The Enduring Appeal of “Dune” as an Adolescent Power Fantasy


Pressed inside an old book of mine is a gray sheet of paper, folded in uneven quarters, titled “Dune Terminology.” On it, there are thirty-seven words and phrases, including a baffling array of place names (Giedi Prime, pronounced “Gee-dee”), machinery (ornithopter, a “small aircraft capable of sustained wing-beat flight in the manner of birds”), and rituals (kanly, a “formal feud or vendetta under the rules of the Great Convention”). Moviegoers with tickets to David Lynch’s “Dune,” which premièred December 14, 1984—I saw it on opening weekend at a mall, in suburban Buffalo—would have picked up the glossary from a stack as they entered the theatre, though the guide was unreadable in the dark, and it contained more than a few spoilers. To the novice, it must have looked like homework. It must have looked like no fun at all.
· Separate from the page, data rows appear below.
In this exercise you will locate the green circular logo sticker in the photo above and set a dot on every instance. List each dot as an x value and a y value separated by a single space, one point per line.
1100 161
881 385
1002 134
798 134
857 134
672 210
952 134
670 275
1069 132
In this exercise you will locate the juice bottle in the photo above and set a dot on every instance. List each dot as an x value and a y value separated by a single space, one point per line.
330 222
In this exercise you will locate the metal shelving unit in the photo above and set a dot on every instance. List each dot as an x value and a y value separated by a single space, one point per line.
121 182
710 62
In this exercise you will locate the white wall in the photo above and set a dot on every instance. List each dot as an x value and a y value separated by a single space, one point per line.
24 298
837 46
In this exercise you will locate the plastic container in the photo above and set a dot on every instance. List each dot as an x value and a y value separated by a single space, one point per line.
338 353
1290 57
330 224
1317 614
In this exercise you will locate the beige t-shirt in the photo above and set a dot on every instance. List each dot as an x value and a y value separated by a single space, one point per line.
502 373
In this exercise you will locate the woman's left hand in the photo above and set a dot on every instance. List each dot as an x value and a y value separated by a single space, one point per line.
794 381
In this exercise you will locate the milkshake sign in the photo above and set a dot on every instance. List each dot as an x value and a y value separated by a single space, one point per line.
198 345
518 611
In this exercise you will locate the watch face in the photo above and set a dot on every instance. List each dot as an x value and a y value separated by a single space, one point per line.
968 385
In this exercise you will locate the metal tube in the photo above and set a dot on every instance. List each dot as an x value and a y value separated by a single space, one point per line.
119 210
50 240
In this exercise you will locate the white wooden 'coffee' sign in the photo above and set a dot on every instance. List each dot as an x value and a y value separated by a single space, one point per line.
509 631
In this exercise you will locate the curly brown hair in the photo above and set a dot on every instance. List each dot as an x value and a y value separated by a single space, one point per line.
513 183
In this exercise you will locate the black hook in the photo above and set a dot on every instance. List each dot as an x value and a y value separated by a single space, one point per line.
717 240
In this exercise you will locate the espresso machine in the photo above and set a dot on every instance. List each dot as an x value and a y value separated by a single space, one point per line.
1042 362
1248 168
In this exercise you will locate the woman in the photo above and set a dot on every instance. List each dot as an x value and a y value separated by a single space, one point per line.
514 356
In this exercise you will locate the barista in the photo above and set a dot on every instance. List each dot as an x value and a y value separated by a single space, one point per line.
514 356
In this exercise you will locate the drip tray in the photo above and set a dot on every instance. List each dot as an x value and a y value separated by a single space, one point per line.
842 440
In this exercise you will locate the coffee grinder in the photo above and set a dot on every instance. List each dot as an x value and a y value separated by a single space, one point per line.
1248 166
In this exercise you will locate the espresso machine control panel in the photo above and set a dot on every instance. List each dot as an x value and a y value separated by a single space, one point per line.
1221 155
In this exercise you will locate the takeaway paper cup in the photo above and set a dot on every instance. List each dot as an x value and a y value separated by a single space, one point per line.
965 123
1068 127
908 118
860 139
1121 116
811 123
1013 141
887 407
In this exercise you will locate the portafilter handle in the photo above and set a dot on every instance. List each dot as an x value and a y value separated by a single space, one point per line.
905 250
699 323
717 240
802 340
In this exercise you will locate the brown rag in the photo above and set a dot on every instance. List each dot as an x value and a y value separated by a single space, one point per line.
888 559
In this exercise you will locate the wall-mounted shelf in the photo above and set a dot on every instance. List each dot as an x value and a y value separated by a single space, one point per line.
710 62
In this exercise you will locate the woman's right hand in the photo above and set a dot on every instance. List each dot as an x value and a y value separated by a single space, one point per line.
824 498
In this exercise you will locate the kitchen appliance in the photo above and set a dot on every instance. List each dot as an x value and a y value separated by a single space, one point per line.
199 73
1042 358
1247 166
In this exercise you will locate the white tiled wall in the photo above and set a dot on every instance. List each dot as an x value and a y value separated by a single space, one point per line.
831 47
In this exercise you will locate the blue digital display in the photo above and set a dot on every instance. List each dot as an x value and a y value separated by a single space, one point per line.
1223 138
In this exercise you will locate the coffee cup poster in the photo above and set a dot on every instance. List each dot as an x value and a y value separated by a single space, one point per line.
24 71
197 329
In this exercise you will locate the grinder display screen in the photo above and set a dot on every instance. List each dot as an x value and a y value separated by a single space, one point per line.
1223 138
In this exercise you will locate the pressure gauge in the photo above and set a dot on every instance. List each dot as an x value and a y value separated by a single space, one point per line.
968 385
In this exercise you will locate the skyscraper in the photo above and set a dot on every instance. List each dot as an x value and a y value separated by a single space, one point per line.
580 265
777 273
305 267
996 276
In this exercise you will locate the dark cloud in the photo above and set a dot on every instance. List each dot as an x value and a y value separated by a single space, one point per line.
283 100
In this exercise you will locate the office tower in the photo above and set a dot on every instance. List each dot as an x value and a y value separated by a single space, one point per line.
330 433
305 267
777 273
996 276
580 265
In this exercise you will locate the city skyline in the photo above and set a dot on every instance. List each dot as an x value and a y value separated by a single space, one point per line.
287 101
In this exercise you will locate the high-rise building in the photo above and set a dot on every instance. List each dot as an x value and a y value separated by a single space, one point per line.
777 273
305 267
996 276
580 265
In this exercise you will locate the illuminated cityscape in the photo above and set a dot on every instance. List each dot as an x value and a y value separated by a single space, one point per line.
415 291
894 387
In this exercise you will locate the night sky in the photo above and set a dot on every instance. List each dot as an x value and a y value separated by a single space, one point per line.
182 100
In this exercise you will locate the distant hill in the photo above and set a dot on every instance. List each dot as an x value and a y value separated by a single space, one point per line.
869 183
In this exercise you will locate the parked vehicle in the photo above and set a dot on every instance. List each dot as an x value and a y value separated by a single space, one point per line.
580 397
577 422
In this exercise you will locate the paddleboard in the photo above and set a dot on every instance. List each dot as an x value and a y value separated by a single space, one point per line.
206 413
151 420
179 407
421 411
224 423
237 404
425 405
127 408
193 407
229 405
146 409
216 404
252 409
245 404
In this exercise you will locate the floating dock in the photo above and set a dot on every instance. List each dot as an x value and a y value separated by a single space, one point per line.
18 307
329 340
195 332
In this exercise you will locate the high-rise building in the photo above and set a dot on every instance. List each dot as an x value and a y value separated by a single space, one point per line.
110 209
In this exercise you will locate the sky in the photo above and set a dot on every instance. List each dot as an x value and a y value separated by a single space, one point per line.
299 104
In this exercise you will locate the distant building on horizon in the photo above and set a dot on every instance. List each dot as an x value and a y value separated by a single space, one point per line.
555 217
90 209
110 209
I didn’t need the cheat sheet—at fourteen, I was conversant with the “Dune”-iverse, having already read Frank Herbert’s best-selling science-fiction novel. By 1984, the book had sold over ten million copies and spawned four sequels. Focussing on the fifteen-year-old hero Paul Atreides, the story unfolds twenty thousand years in the future, on the desert planet of Arrakis, home to sandworms as big as spaceships, a group of guerrilla survivalists called the Fremen, and the coveted spice known as melange, which allows its users to “fold space”—a necessity for interstellar travel—and which colors the entirety of their eyes blue. “Dune” mesmerized me. I scribbled the Fremen rallying cry, “Ya hya chouhada,” in the margins of my notebooks and studied the vibrant cover painting, with its dozens of tiny people fleeing a rampant sandworm, its maw lit up like a jet engine. The movie couldn’t arrive fast enough.